Reflex Testing using Machine Learning in the Clinical Laboratory

3.1 IRB

This study was submitted to the Cambell University Institutional Review Board (Campbell IRB) . The study was determined to be Not Human Subjects Research as defined by 45 CFR 46.102(e), and thus exempt from further review by the IRB.

3.2 Population and Data

This study used the Medical Information Mart for Intensive Care (MIMIC) database (Johnson, Alistair et al., n.d.). MIMIC (Medical Information Mart for Intensive Care) is an extensive, freely-available database comprising de-identified health-related data from patients who were admitted to the critical care units of the Beth Israel Deaconess Medical Center. The database contains many different types of information, but only data from the patients and laboratory events table are used in this study. The study uses version IV of the database, comprising data from 2008 - 2019.

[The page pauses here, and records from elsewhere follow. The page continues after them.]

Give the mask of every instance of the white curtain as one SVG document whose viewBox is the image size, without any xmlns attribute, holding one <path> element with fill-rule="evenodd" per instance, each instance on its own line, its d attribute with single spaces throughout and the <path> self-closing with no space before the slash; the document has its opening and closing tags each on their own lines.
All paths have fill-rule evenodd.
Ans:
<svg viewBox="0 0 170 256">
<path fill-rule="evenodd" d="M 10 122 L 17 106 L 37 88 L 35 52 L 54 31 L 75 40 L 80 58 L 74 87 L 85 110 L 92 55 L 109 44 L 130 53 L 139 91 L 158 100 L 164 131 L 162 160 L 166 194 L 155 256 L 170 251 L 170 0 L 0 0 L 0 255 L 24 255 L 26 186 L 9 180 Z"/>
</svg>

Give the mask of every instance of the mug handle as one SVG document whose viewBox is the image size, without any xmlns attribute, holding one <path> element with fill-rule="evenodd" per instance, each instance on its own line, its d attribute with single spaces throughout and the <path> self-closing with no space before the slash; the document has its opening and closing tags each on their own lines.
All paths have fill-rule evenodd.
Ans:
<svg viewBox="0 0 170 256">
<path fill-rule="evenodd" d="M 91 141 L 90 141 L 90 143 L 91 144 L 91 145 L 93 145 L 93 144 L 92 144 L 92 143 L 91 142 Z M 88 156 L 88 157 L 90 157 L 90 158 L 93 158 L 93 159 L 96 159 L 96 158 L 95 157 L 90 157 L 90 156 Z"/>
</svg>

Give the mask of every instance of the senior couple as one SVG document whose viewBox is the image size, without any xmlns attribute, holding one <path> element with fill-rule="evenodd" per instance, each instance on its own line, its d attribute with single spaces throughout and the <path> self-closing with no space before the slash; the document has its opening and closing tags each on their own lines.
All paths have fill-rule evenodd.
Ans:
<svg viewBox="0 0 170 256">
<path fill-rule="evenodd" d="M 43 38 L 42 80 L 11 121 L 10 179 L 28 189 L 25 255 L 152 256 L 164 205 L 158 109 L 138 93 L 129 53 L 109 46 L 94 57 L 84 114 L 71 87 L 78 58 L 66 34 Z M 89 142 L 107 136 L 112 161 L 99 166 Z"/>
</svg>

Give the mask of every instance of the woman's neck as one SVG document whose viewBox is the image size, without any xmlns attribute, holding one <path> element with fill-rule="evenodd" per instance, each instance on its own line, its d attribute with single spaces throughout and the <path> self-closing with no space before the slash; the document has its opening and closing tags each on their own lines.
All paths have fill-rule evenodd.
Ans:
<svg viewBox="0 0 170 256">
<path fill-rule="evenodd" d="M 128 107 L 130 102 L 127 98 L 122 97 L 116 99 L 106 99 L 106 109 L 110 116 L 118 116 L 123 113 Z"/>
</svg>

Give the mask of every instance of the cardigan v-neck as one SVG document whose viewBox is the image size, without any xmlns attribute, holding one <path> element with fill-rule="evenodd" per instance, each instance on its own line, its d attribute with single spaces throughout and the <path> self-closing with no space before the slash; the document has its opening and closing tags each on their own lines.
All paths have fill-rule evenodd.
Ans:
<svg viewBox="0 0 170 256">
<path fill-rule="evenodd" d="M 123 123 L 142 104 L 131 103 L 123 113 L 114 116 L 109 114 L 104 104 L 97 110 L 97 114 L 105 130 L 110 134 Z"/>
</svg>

3.3 Data Variables and Outcomes

A total of 18 variables were chosen for this study. The age and gender of the patient were pulled from the patient table in the MIMIC database. While this database contains some additional demographic information, it is incomplete and thus unusable for this study. 15 lab values were selected for this study, this includes:

BMP: BUN, bicarbonate, calcium, chloride, creatinine, glucose, potassium, sodium
CBC: Hematocrit, hemoglobin, platelet count, red blood cell count, white blood cell count
TSH
Free T4

The unique patient id and chart time were also retained for identifying each sample. Each sample contains one set of 15 lab values for each patient. Patients may have several samples in the data set run at different times. Rows were retained as long as they had less than three missing results. These missing results can be filled in by imputation later in the process. Samples were also filtered for those with TSH above or below the reference range of 0.27 - 4.2 uIU/mL. These represent samples that would have reflexed for Free T4 testing. After filtering, the final data set contained 11374 rows.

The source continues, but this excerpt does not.